Of course, Mike Krzyzewski has seen this before and shared his thoughts.

“You have to figure out how to counter it with this team and that’s an advantage that they have over us. They’re bigger and more experienced there. You’ve just got to work at it. Hopefully, you can hold your own against them. That and how fast they get the ball down the court are two staples of their program. They were with Dean [Smith] and they have been with Roy [Williams]. When you think of Carolina basketball, you think of the fast break and you also think of the offensive rebound.”

It’s going to require a team effort to counter that. Duke certainly will need more on the boards from Hurt, who had a season-low three rebounds against Miami.

“I think they have four big guys that are really talented, really strong, really physical. Going into the game, we’ve just got to be mentally prepared for the physicality. . . . I have to be a lot better on the boards. Three rebounds in a lot of minutes is not going to cut it. For me trying to find a body, to be physical and going up to get the rebound with two hands . . . and also trying to read where the shot is going to go and find the right angle . . . to be smartest guy on the court.”

But Duke also is going to get rebounds from its perimeter. D.J. Steward is 6-2, 165 pounds but has demonstrated a nose for the ball. He had nine rebounds against Coppin State, eight against Boston College.

Rebounding is “going to be crucial for us. It’s got to be an all-together game,” Steward said, ” where we’re together and working as one unit. We worked on that in practice yesterday, just defensive rebounding, hitting our man, making sure we get our elbow into their chest, just being aggressive with them, letting them know we aren’t to be punked.”

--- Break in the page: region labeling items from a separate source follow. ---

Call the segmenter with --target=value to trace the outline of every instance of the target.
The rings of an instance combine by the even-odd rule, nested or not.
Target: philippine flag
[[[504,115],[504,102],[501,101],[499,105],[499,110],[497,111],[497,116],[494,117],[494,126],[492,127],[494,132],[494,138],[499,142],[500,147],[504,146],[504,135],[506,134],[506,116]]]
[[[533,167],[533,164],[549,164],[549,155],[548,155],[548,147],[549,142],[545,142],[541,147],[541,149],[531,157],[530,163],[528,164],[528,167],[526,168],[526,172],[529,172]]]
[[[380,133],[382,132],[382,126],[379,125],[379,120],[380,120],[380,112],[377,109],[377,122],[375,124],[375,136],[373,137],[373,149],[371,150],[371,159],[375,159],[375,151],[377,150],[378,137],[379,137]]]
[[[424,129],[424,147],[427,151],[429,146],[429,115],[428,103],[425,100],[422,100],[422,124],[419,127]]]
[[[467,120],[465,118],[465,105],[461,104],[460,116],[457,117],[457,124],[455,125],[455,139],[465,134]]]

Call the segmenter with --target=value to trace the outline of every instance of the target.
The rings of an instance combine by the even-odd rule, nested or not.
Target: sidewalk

Even with that rebounding dominance Carolina has had some games where they’ve had trouble putting points on the board, including a woeful 50 against Clemson earlier this week. Can Duke freshmen guards Steward and Jeremy Roach help control UNC’s equally young guards, especially R.J. Davis and Caleb Love?

Freshman or not, Steward says he and Love have seen enough of each other over the ACC circuit that there shouldn’t be any surprises.

“I played against them a couple times, especially Caleb Love. I’m pretty close with him. I talk to him a good amount, so it’s going to be a fun matchup. I played against him in high school and I just can’t wait. They’re two really good guys in the back court.”

None of this is going to matter if Duke doesn’t bring more toughness, energy and focus than we saw Monday night.

Steward says it starts with brutal honesty, no time for bruised egos.

“It was something that was really hard to watch, but watching film together or even on our own, it helps us. The truth comes out in the film whenever we watch it, so we’re just going to move forward. We saw what we have to do better and we’re just going to move forward and build on that. In practice, I feel like we’ve been a lot more critiquing things and being more on each other.”

Hurt agrees.

“When a head coach says something like that, it’s got to start in practice, hitting the pads, hitting each other harder, talking more. Just hearing that just motivates us to be better. He knows what he’s talking about and we’d better listen.”

Krzyzewski recognizes that his young team is still a work-in-progress and the clock is ticking. But he has been encouraged by the response he’s seen in practice.

“With our team – wins and losses – we’ve got to continue to learn about one another, about why you win, why you lose. You have to look at every experience and let them know. I didn’t realize until this week – someone told me we’re the fifth-youngest team in the NCAA. That’s not an excuse. What it is, is you have to coach that team differently. How I coached some other teams might not work with this team. How do I keep getting a consistently positive, productive message to my group? It’s different. That doesn’t mean they’re bad or anything – it’s just different.

“Because I’ve been doing it so long, you go into work, you usually turn left at this light and maybe you should turn right, or just always pay attention to the light, I should say. That’s what we’re going through. There’s not one answer to that. We’re kind of continuing to work at it.”